Tebet afirmou lamentar o nível do debate, com pouco espaço para discussões sobre os problemas reais do país e muito tempo dedicado a brigas. Ela tentou aproveitar o espaço para falar de saúde, ambiente, economia e redução da desigualdade, mas também alfinetou Bolsonaro pela demora na compra de vacinas contra a covid-19. “Hoje o que vemos aqui não é apresentação de propostas, mas ataques mútuos”, disse a emedebista.
Tebet e Lula, ao falar de ambiente, criticaram a política ambiental do presidente. Antes, a emedebista já havia dito que na questão ambiental Bolsonaro foi o pior presidente da história do país. Bolsonaro disse que o Brasil é exemplo para o mundo e que há florestas que periodicamente sofrem com incêndios. “Então a falta de chuva é responsabilidade minha?”, disse. O presidente teve altercações também com Soraya, mas saiu do debate sem ofensas de maior gravidade às mulheres participantes, como vinha ocorrendo em suas aparições.
Felipe D’Ávila demonstrou concordância com o atual presidente em assuntos de economia e afirmou que a volta da esquerda seria um desastre para o país. O postulante do Novo defendeu a ideologia liberal, que é a base de seu programa de governo, e uma nova reforma trabalhista. Ele fez dobradinhas com Tebet sobre temas concretos e reclamou do que classificou como “baixo nível” do encontro.

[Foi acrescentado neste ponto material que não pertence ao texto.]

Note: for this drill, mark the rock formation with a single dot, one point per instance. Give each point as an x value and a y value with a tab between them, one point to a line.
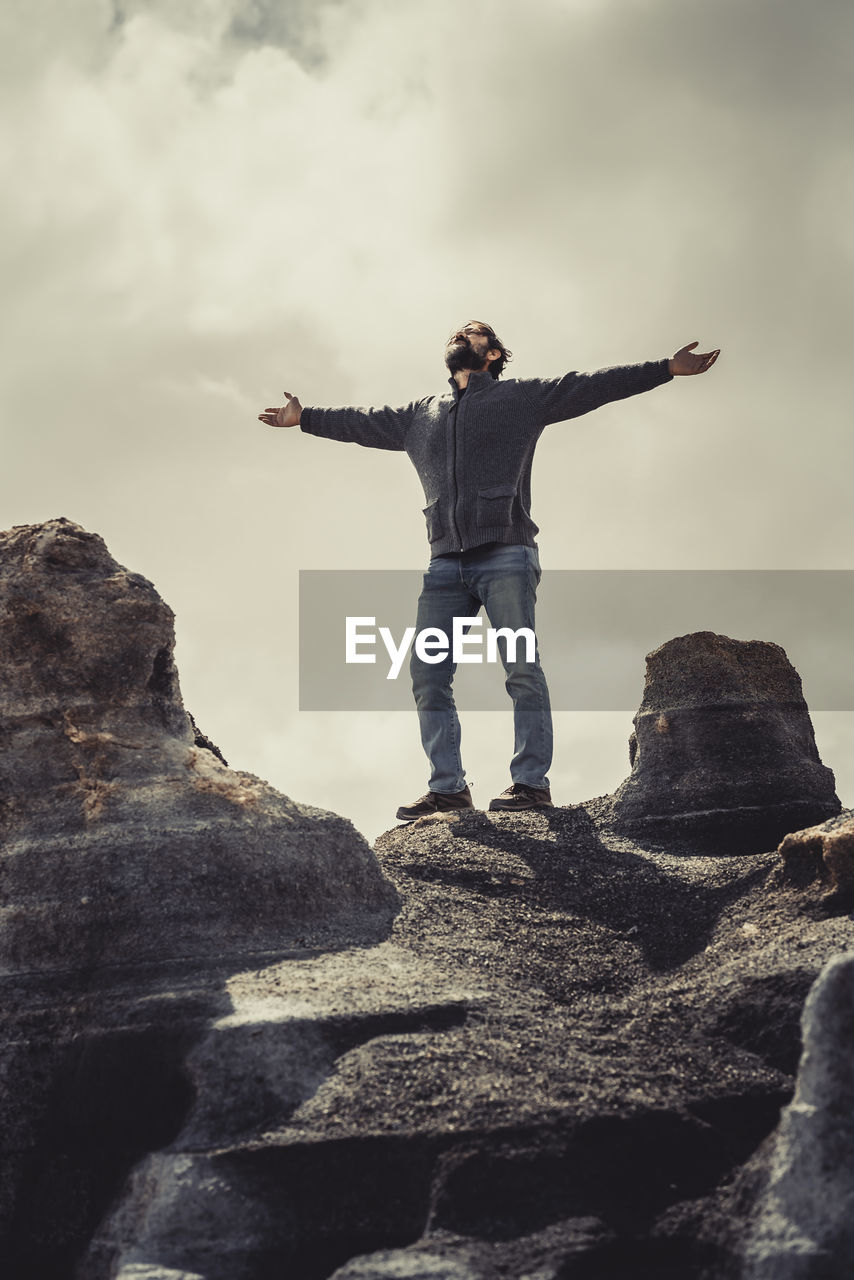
804	1220
128	855
563	1059
724	752
823	856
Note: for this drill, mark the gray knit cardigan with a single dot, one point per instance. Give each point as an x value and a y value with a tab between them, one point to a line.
474	452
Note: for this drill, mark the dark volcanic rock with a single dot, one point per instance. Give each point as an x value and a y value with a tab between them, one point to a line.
223	1060
822	855
724	752
555	1068
804	1220
129	855
122	839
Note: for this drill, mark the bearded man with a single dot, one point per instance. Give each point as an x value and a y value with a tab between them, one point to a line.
473	448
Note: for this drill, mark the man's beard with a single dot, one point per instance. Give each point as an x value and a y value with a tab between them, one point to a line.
462	356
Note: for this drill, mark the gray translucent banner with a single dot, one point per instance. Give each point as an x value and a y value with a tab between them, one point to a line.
594	629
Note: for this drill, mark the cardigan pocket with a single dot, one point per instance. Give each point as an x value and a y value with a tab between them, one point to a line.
435	525
496	504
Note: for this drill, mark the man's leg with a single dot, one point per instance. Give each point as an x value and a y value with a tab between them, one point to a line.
506	580
443	597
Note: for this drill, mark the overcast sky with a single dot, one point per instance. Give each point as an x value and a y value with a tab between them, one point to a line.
211	201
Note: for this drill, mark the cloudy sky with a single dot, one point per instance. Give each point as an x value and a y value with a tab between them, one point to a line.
210	201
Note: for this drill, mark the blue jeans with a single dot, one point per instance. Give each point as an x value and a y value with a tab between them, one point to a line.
503	579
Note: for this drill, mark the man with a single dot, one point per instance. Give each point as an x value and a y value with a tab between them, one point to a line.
473	449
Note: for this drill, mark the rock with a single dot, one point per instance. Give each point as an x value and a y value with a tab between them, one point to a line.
724	752
823	855
555	1066
124	841
804	1219
234	1061
137	872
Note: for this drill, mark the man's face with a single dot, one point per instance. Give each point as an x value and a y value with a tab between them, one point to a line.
467	348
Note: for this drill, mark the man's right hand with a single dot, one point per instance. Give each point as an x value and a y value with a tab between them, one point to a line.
288	415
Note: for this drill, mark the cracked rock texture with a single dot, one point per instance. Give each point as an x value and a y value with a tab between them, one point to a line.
804	1225
129	854
565	1057
724	750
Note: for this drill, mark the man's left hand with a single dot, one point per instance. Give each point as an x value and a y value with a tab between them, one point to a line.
689	361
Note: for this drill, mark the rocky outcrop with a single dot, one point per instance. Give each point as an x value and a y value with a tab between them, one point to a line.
822	856
804	1221
724	753
563	1057
556	1065
136	873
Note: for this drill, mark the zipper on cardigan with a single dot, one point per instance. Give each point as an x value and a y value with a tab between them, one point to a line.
455	528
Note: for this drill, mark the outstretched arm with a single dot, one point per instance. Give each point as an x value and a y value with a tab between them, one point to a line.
689	361
383	428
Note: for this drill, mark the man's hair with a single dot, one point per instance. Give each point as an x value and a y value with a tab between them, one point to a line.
497	368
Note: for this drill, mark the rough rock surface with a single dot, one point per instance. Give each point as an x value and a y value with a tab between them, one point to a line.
122	840
822	855
561	1061
128	855
556	1066
724	750
804	1224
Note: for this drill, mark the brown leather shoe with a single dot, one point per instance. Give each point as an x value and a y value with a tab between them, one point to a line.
519	795
435	801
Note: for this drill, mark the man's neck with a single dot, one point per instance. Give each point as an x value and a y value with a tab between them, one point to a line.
462	375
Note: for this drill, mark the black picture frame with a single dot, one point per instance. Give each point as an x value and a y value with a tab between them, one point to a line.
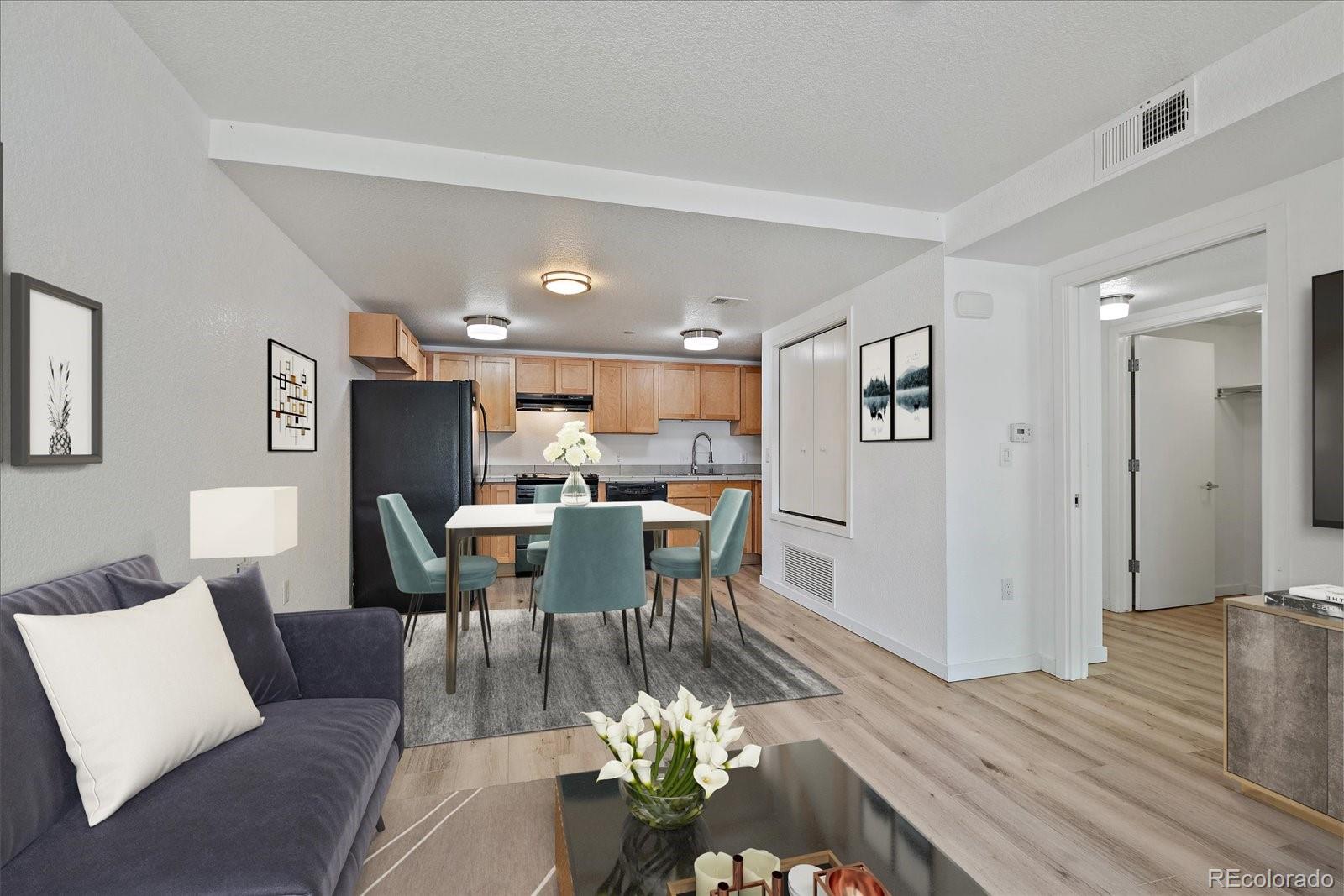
270	410
20	311
891	369
932	385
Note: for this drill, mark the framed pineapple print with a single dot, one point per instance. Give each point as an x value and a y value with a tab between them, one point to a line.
57	375
292	399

O debate foi o segundo ao longo da campanha de primeiro turno com a presença dos principais candidatos, já que Lula só compareceu ao primeiro evento do tipo, no fim de agosto, e se ausentou de outro realizado no último sábado (24). Bolsonaro participou de ambos.
No primeiro turno, um debate entre candidatos pode se estender até as 7h da sexta-feira imediatamente anterior ao dia da eleição, segundo resolução de 2019 do TSE (Tribunal Superior Eleitoral). De acordo com o texto, no caso de segundo turno, os horários de realização dos debates não poderão ultrapassar a meia-noite da sexta-feira imediatamente anterior ao dia do pleito.
O embate na Globo é tratado como decisivo pelas duas campanhas, já que o ex-presidente tem a possibilidade de vencer em primeiro turno, mas não possui margem folgada nas pesquisas — ele alcançou 50% dos votos válidos no Datafolha divulgado nesta quinta. Enquanto a candidatura do PT avalia como determinante o desempenho do presidenciável para tentar conquistar votos de indecisos na reta final e combater a abstenção, a equipe de Bolsonaro espera que o debate renda algum fôlego ao presidente e desgaste o rival, aumentando a chance de segundo turno.